ЭПИЛОГ

Три, два, раз… А ну ещё! Три, четыре — Горячо! Ах ты, камбала, Не вобла, Смотри в оба! Смотри в оба! И когда сказал «четыре», Получил синяк под глаз… Три, четыре… Три, два, раз!

Из песни-шанти[179] формандских небоходов

Да, именно так и заканчивается история об Алой Шельме.

Возможно, мне стоило оставить ее именно в таком виде, не снабжая дальнейшим послесловием. Видит Роза, это также нелепо, как попытка швырнуть бутылку шампанского вослед давно отчалившему кораблю. Эта история закончена давно, много лет назад, но старческое малодушие мешает мне поставить последнюю точку, словно я невольно пытаюсь оттянуть прощание с полюбившимися героями.

Да, история закончена. Мне нравится вспоминать ее — отдельные куски, отдельные слова, отдельные мысли — благо память еще не начала подводить меня и многие детали я все еще помню в мелочах. Кроме того, не раз мне самому пришлось выступать одним из ее действующих лиц и это иной раз тешит самолюбие. Забавно, что мне, существу, не состоящему даже в родственной связи с человеческим видом, свойственные некоторые типично человеческие грехи…

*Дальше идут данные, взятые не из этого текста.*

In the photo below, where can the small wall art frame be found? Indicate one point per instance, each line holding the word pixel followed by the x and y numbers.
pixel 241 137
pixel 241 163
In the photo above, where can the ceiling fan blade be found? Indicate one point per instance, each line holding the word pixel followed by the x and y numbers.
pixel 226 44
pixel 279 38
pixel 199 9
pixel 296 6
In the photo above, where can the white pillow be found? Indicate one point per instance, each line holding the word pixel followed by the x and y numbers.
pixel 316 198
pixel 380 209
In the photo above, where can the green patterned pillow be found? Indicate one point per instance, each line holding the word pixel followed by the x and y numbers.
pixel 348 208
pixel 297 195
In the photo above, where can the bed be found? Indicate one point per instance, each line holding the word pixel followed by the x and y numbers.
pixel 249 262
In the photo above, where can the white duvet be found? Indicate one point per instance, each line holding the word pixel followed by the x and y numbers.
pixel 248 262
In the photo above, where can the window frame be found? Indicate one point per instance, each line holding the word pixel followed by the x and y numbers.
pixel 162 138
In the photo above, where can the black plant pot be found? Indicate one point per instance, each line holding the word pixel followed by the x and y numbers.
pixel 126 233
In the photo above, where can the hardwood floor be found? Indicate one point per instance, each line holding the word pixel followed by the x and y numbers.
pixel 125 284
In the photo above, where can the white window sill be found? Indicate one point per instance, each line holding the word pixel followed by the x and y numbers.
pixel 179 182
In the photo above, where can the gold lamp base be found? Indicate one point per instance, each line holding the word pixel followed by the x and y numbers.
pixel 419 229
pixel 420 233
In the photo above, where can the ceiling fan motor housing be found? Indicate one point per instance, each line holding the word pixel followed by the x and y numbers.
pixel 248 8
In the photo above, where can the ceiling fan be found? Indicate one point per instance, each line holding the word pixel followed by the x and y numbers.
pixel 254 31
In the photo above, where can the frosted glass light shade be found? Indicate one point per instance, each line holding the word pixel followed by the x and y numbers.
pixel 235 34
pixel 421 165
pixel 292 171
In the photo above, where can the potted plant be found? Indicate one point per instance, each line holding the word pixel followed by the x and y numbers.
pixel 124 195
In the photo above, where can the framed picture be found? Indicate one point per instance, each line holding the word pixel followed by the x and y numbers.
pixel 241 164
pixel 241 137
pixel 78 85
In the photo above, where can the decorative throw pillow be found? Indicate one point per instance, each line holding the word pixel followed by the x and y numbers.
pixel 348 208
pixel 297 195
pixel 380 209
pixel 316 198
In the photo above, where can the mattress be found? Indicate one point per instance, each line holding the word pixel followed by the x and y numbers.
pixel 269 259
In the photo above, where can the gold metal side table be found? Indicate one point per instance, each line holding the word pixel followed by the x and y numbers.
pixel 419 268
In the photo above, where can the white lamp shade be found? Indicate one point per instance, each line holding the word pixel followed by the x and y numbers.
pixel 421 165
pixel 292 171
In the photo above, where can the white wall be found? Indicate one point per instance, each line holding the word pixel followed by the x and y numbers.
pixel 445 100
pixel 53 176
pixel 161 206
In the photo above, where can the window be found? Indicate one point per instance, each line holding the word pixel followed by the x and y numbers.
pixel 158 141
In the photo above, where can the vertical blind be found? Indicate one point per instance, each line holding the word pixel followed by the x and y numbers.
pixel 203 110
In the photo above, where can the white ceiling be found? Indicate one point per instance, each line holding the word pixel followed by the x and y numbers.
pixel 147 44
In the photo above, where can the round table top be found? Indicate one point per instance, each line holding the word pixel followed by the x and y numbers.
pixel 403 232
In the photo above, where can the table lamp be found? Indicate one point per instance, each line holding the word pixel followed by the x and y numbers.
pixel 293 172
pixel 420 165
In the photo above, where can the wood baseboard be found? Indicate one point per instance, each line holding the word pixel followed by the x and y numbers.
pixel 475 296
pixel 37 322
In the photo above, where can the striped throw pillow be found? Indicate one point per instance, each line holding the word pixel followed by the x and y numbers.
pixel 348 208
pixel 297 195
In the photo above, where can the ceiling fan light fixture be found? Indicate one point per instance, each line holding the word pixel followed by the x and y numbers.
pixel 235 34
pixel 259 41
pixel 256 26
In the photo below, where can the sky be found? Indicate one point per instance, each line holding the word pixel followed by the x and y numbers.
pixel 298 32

Отчасти поэтому я не стану скрывать свое имя, тем более, что в этой истории выступаю не столько автором, сколько летописцем. Кроме того, я почти уверен, что и мое имя не представляет для прозорливого читателя секрета, слишком уж очевидным образом мне иной раз приходилось раскрывать свое инкогнито, так что многие из вас, полагаю, давно обо всем догадались.

Да, меня зовут «Малефакс» и я — бывший корабельный гомункул баркентины под названием «Вобла».

Сделав это признание, бессмысленно отпираться в других подозрениях. Да, я действительно умею читать мысли. Впрочем, в грубом и однообразном человеческом языке у этого выражения жутко искаженный смысл… Скажем так, я умею слушать мысли — ощущать ту вибрацию, которую ваши человеческие ощущения рождают в магическом эфире, соприкасаясь с ним на уровне резонанса. Невысказанные слова, чувства, иногда даже воспоминания и смутные образы — из всего этого я и плел свой рассказ, терпеливо и долго, как в старину небоходы плели парус из грубой нити.

Я сделаю все возможное, чтобы эта история нескоро стала достоянием гласности, но что-то мне подсказывает, что даже окажись она напечатана во всех газетах бывшей Унии, ей все равно не вызвать большого переполоха — у историй, как и у вина, есть свой срок годности. А вы и без меня прекрасно знаете о злосчастных событиях описываемой поры — в том виде, в котором они вошли в учебники истории.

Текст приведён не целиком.